Think about a problem, and break it down into states, observations, actions and all the components that would make that problem an MDP.

Planning methods

Value iteration and policy iteration are methods that help find optimal policies of problems that have MDPs available. Policies are nothing but universal plans —— a plan for every situation.

Bandit methods

When MDP is not available, the challenge becomes to find the optimal action or action distribution in the fewest number of episodes, that is, minimizing total regret.

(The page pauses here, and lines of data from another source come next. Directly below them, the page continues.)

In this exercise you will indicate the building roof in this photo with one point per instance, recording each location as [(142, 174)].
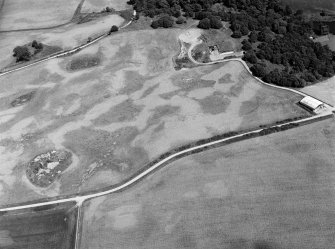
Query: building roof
[(311, 102)]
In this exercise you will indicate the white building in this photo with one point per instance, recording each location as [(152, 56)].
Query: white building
[(312, 104)]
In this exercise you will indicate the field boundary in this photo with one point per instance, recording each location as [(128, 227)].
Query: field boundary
[(169, 157), (76, 13)]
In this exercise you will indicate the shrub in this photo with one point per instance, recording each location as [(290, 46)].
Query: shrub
[(258, 70), (204, 24), (21, 53), (114, 28), (237, 34), (181, 20)]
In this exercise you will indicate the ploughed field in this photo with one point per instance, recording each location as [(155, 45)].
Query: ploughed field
[(52, 227), (28, 14), (312, 5), (270, 192), (116, 106)]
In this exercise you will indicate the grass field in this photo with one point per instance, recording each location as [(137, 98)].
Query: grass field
[(272, 192), (65, 37), (93, 5), (123, 112), (323, 90), (17, 14), (51, 227)]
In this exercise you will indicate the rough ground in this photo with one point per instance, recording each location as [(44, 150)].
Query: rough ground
[(51, 227), (125, 111), (27, 14), (272, 192)]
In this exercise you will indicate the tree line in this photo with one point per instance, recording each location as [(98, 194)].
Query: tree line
[(275, 35)]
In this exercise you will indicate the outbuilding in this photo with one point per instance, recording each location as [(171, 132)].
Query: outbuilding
[(312, 104)]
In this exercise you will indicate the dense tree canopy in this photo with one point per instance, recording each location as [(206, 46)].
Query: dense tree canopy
[(282, 35), (21, 53)]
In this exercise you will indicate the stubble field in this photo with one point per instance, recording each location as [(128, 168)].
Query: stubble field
[(52, 227), (272, 192), (28, 14), (123, 111)]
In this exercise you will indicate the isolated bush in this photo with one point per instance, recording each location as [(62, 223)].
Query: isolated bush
[(204, 24), (237, 34), (244, 30), (114, 28)]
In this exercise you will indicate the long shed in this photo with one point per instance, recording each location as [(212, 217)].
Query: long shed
[(312, 104)]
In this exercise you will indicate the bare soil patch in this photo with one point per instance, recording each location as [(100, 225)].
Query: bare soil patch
[(268, 192), (50, 227)]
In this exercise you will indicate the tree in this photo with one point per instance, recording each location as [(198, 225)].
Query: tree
[(237, 34), (154, 24), (244, 30), (253, 37), (34, 44), (21, 53), (288, 10), (250, 56), (215, 22), (246, 45), (181, 20), (114, 28), (204, 24)]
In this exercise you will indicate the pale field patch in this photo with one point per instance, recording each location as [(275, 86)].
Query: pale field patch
[(323, 90), (273, 191), (27, 14), (66, 37), (128, 109), (98, 5)]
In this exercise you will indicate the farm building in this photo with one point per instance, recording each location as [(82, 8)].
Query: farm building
[(312, 104)]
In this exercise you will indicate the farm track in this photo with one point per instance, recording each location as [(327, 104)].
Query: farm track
[(163, 160), (79, 198), (76, 13), (64, 52)]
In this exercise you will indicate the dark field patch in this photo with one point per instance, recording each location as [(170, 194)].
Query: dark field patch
[(23, 99), (214, 104), (258, 198), (133, 82), (149, 91), (53, 228), (83, 62), (226, 79), (160, 112), (123, 112), (191, 84)]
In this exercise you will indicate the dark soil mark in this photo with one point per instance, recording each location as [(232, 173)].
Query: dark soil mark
[(44, 169), (123, 112), (226, 79), (83, 63), (52, 228), (161, 112), (215, 104), (23, 99)]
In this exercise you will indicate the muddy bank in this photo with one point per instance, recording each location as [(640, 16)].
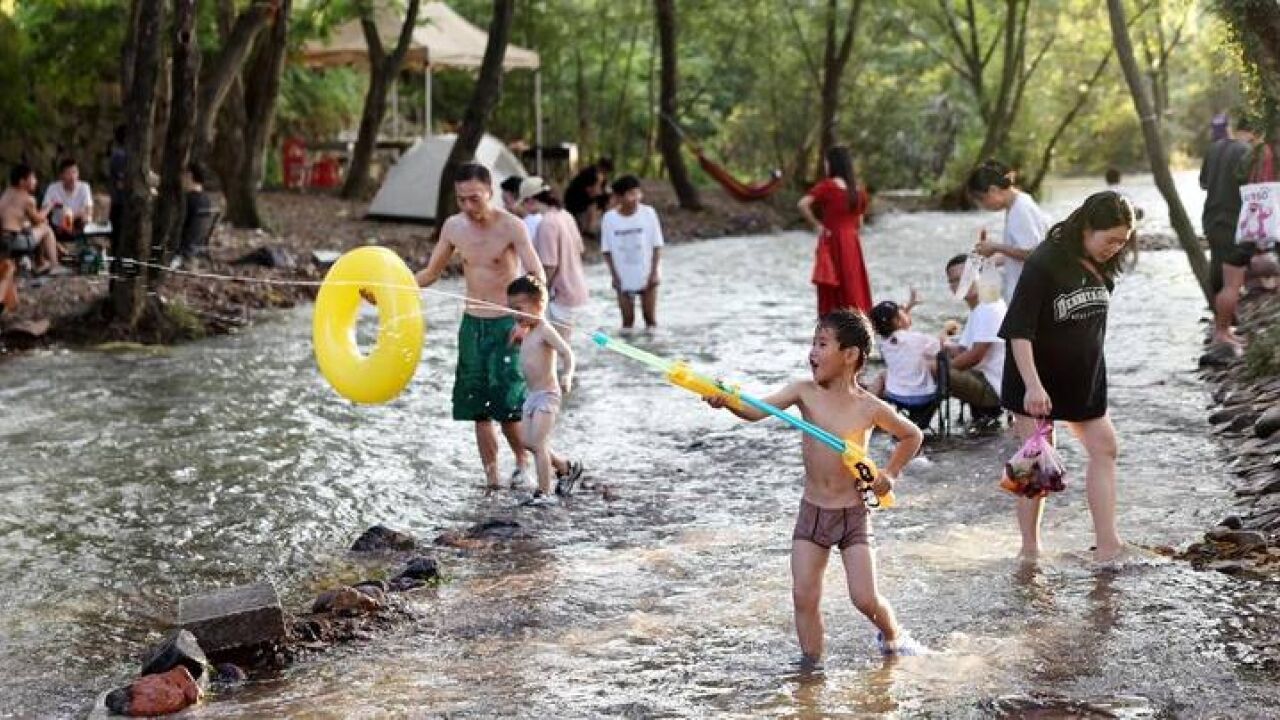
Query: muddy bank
[(1246, 417), (201, 301)]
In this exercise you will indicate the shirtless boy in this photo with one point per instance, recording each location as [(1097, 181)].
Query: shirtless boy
[(832, 513), (488, 386), (23, 228), (538, 360)]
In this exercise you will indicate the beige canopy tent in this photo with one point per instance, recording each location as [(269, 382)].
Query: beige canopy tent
[(442, 39)]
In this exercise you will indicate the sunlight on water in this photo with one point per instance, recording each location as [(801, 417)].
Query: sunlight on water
[(135, 479)]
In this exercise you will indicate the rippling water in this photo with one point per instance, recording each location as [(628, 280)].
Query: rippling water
[(132, 479)]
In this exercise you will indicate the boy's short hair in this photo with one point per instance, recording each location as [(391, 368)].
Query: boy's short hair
[(512, 185), (528, 285), (19, 173), (851, 329), (885, 318), (625, 183)]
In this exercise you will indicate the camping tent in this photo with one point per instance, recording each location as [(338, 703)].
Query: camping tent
[(442, 39), (412, 186)]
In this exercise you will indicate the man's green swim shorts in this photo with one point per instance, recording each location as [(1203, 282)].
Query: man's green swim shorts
[(488, 384)]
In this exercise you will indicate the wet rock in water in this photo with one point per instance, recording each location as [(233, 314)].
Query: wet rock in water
[(234, 618), (350, 601), (1269, 423), (423, 568), (380, 537), (155, 695), (1219, 356), (1228, 414), (1243, 540), (178, 648), (229, 674), (481, 534), (405, 584)]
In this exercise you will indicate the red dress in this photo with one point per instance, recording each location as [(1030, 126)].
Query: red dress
[(848, 286)]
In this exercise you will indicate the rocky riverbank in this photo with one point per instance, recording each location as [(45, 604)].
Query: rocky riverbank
[(1247, 419), (248, 272)]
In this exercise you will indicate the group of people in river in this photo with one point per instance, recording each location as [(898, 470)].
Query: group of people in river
[(1034, 350)]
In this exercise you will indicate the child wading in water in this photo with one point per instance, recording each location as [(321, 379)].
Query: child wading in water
[(832, 513), (528, 296)]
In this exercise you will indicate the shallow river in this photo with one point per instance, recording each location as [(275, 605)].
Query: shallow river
[(132, 479)]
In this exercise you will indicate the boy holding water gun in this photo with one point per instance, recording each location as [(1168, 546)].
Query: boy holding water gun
[(832, 511)]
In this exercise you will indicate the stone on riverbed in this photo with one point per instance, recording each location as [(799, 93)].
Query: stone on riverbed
[(1243, 540), (178, 648), (380, 537), (234, 618), (155, 695), (1269, 423)]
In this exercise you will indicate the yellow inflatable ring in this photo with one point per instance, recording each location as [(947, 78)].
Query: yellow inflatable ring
[(388, 368)]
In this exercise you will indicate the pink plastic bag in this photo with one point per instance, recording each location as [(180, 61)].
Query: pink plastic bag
[(1036, 469)]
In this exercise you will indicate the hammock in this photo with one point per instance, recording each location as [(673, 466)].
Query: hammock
[(731, 185)]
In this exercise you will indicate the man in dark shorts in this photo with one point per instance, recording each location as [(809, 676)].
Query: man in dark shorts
[(1220, 177), (488, 386), (586, 196)]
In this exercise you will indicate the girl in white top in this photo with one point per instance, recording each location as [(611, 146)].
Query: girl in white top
[(910, 356), (991, 186)]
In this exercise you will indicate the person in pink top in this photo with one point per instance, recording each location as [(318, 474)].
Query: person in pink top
[(560, 247)]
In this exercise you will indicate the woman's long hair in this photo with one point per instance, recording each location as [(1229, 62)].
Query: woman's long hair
[(840, 164), (1100, 212)]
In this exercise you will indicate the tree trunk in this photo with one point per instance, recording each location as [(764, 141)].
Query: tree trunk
[(145, 55), (181, 132), (254, 108), (383, 71), (835, 59), (1155, 144), (484, 99), (238, 33), (668, 139)]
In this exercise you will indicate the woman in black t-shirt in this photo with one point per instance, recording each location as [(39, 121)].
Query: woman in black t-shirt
[(1055, 367)]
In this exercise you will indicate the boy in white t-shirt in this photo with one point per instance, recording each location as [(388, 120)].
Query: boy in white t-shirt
[(1025, 226), (910, 361), (72, 199), (977, 361), (631, 241)]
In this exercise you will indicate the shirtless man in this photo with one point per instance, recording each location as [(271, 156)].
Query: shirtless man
[(538, 359), (18, 209), (488, 386)]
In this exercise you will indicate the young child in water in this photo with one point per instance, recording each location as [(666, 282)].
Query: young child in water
[(832, 513), (538, 360)]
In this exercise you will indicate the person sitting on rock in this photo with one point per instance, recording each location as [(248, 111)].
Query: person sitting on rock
[(978, 359)]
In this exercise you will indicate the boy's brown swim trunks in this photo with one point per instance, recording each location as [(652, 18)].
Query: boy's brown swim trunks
[(827, 527)]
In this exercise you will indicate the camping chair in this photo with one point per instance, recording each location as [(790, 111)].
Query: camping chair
[(196, 232)]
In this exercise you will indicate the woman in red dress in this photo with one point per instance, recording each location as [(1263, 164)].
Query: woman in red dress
[(839, 269)]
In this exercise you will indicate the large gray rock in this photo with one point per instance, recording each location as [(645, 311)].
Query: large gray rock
[(380, 537), (1269, 423), (178, 648), (234, 618)]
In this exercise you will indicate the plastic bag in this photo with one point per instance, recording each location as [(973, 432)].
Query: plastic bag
[(972, 267), (991, 281), (1036, 469)]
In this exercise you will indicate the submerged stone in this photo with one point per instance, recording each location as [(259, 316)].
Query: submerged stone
[(233, 618)]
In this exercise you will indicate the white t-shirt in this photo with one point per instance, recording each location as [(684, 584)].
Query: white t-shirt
[(1025, 227), (983, 326), (74, 201), (531, 222), (908, 355), (630, 241)]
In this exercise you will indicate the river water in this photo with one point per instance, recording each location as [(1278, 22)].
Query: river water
[(131, 479)]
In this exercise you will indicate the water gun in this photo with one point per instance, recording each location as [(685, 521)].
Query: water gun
[(680, 374)]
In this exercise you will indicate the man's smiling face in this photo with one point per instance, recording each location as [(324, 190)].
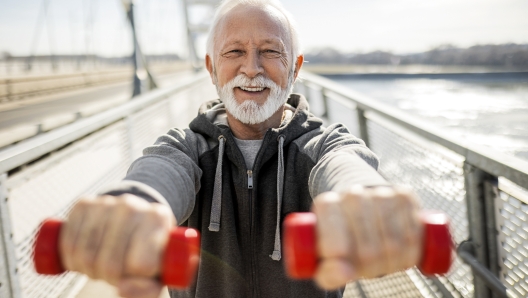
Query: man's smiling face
[(252, 41)]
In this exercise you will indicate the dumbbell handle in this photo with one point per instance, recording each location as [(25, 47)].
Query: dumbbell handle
[(179, 264), (300, 252)]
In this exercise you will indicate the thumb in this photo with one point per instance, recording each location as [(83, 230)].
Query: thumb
[(139, 287)]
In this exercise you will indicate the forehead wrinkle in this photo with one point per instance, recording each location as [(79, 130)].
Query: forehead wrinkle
[(278, 25)]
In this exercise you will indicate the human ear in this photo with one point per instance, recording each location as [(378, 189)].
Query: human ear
[(210, 68), (298, 65)]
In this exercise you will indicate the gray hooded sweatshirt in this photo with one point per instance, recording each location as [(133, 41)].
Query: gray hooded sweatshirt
[(201, 174)]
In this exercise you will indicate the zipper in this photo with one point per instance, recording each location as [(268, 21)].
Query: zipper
[(250, 195), (250, 179)]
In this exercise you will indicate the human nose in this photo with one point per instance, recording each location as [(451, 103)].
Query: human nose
[(252, 66)]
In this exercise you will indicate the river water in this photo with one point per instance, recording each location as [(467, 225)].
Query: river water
[(485, 109)]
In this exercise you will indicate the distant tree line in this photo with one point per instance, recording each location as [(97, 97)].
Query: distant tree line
[(508, 55)]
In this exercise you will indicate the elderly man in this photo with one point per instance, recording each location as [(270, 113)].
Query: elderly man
[(243, 164)]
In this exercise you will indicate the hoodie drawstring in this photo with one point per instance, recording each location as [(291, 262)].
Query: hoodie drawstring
[(216, 208), (276, 255)]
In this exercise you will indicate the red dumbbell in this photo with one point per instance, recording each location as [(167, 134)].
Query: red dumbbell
[(300, 252), (179, 264)]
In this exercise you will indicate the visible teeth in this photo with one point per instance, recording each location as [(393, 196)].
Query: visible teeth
[(254, 89)]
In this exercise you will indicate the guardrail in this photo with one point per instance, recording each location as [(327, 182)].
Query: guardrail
[(17, 88), (43, 176), (482, 190)]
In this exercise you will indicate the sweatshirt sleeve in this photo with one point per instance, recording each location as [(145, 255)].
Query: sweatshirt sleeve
[(167, 173), (342, 160)]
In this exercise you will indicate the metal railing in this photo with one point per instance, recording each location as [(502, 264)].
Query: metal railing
[(473, 185), (43, 176)]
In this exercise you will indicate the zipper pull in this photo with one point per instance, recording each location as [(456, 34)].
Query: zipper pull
[(250, 179)]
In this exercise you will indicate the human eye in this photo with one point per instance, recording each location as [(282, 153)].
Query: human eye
[(271, 53), (233, 53)]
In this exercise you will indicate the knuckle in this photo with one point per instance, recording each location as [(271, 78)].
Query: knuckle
[(109, 270)]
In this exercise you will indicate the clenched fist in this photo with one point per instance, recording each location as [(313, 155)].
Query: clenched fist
[(365, 232), (119, 240)]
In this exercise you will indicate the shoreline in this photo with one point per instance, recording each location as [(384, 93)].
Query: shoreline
[(412, 69)]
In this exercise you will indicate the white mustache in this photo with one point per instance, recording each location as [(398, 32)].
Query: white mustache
[(258, 81)]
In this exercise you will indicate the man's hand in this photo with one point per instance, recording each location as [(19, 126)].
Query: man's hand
[(119, 240), (365, 232)]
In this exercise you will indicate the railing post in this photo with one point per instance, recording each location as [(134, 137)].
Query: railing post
[(481, 192), (362, 125), (325, 104), (9, 283)]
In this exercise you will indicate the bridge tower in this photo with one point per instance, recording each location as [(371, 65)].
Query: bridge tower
[(198, 15)]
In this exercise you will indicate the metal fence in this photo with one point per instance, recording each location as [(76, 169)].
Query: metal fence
[(483, 192), (43, 176)]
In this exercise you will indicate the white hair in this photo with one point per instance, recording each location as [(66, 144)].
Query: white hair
[(227, 5)]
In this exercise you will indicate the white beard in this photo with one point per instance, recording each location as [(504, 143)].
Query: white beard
[(249, 112)]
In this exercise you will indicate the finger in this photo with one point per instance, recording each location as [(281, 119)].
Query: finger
[(332, 238), (334, 273), (91, 235), (413, 228), (364, 232), (109, 262), (139, 287), (143, 257), (69, 233), (390, 220)]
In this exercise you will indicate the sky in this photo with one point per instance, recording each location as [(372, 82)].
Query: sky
[(399, 26)]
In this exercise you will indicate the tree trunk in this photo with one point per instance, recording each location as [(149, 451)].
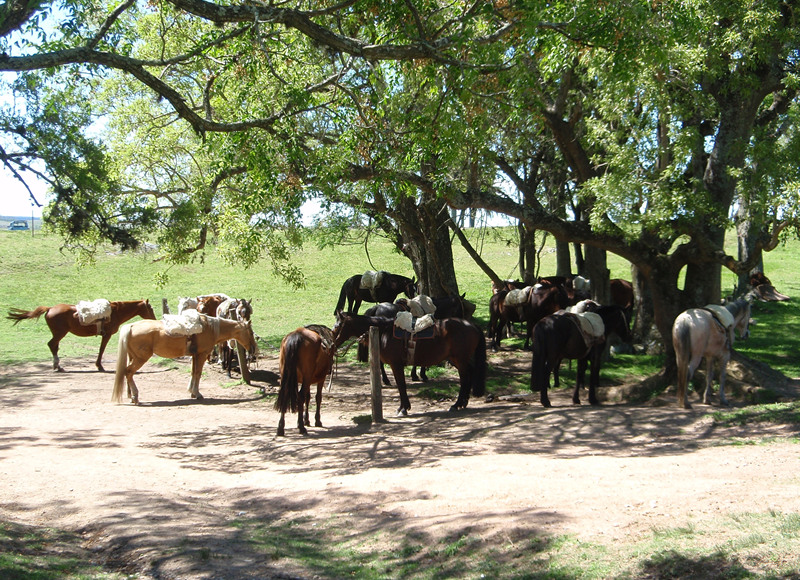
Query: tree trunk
[(426, 242), (597, 271), (563, 259)]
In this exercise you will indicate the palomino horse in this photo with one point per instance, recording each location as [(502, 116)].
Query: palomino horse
[(306, 357), (387, 290), (700, 333), (141, 340), (452, 339), (562, 343), (543, 299), (241, 310), (63, 318)]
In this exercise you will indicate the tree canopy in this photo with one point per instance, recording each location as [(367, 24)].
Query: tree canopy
[(640, 128)]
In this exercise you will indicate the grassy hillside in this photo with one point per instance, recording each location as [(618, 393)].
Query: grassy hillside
[(35, 271)]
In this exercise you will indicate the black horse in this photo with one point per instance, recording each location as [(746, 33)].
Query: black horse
[(543, 299), (452, 339), (389, 286), (558, 336)]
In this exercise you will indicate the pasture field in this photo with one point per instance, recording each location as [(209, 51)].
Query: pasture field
[(36, 271)]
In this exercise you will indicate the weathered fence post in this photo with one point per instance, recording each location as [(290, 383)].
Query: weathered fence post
[(375, 373)]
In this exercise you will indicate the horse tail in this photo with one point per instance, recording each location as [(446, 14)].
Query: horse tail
[(122, 363), (290, 353), (363, 351), (17, 314), (342, 297), (682, 344), (479, 366)]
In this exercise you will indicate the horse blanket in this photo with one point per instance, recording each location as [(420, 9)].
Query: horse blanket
[(408, 322), (421, 305), (91, 311), (519, 296)]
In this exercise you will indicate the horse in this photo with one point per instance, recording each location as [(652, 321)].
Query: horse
[(453, 339), (210, 303), (386, 291), (542, 299), (141, 340), (306, 356), (615, 321), (700, 333), (63, 318), (559, 336), (241, 310)]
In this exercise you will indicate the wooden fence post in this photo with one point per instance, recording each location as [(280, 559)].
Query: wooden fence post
[(375, 373)]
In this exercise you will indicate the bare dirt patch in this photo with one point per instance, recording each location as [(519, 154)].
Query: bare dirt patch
[(153, 486)]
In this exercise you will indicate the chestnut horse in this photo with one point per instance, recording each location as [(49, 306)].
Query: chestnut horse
[(241, 310), (700, 333), (390, 286), (452, 339), (141, 340), (63, 319), (306, 357), (543, 299)]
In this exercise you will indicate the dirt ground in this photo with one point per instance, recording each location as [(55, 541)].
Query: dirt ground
[(148, 487)]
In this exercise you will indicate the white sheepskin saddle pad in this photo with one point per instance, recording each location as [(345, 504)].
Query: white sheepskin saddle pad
[(92, 311), (185, 324)]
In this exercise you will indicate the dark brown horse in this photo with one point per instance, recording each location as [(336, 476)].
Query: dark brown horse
[(387, 289), (542, 299), (306, 357), (452, 339), (241, 310), (63, 319), (558, 336), (141, 340)]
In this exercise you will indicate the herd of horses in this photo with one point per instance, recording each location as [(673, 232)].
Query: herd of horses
[(554, 329)]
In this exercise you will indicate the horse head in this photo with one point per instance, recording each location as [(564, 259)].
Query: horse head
[(147, 309), (244, 309), (410, 289)]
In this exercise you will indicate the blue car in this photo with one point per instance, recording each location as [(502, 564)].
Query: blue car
[(18, 225)]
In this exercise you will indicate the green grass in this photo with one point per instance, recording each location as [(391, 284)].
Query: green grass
[(743, 545), (36, 271)]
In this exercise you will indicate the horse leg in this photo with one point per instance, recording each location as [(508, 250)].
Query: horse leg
[(465, 379), (282, 425), (198, 360), (723, 369), (317, 416), (130, 370), (385, 377), (302, 408), (103, 343), (305, 403), (53, 344), (594, 374), (400, 380), (581, 373)]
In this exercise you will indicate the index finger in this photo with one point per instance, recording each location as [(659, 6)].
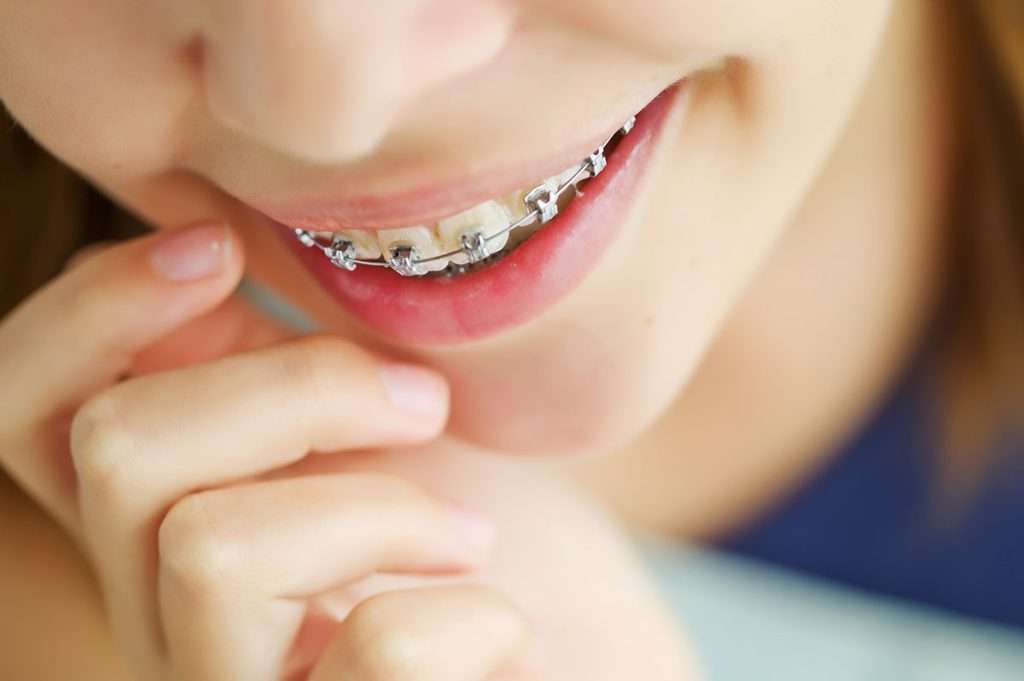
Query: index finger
[(81, 333)]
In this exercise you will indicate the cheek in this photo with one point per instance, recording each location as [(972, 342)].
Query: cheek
[(95, 83)]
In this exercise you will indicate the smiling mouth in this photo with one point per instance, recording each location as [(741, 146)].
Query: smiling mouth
[(468, 241), (496, 265)]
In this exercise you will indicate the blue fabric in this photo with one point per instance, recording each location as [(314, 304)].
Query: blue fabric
[(868, 519)]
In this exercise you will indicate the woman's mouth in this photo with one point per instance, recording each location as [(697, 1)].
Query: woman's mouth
[(495, 265)]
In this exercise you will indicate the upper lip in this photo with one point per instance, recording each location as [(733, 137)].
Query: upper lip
[(425, 203)]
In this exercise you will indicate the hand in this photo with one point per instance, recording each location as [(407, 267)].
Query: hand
[(208, 552)]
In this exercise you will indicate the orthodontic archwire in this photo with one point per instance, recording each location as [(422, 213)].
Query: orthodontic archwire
[(541, 202)]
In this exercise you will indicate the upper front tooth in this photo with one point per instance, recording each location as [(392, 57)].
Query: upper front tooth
[(365, 242), (488, 218), (420, 238)]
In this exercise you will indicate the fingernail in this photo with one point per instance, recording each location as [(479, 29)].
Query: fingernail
[(473, 530), (192, 254), (415, 390)]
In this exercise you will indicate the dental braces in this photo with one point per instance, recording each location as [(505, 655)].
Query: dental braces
[(541, 204)]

Tabular reinforcement learning

Sequential decision-making problems under uncertainty are at the core of reinforcement learning when presented in a way that can be more easily studied.

Algorithms include first-visit and every-visit Monte Carlo prediction, temporal-difference prediction, n-step TD, and TD(\(\lambda\)).

And more control methods are covered such as first-visit and every visit Monte Carlo control, SARSA, Q-learning, double Q-learning. And more advanced methods, such as SARSA(\(\lambda\)) and Q(\(\lambda\)).

And some model based methods such as Dyna-Q and trajectory sampling.

Value-based deep reinforcement learning

Neural fitted Q-iteration (NFQ), deep Q-networks (DQN), double deep Q-networks (DDQN), dueling architecture in DDQN (dueling DDQN), and prioritized experience replay (PER).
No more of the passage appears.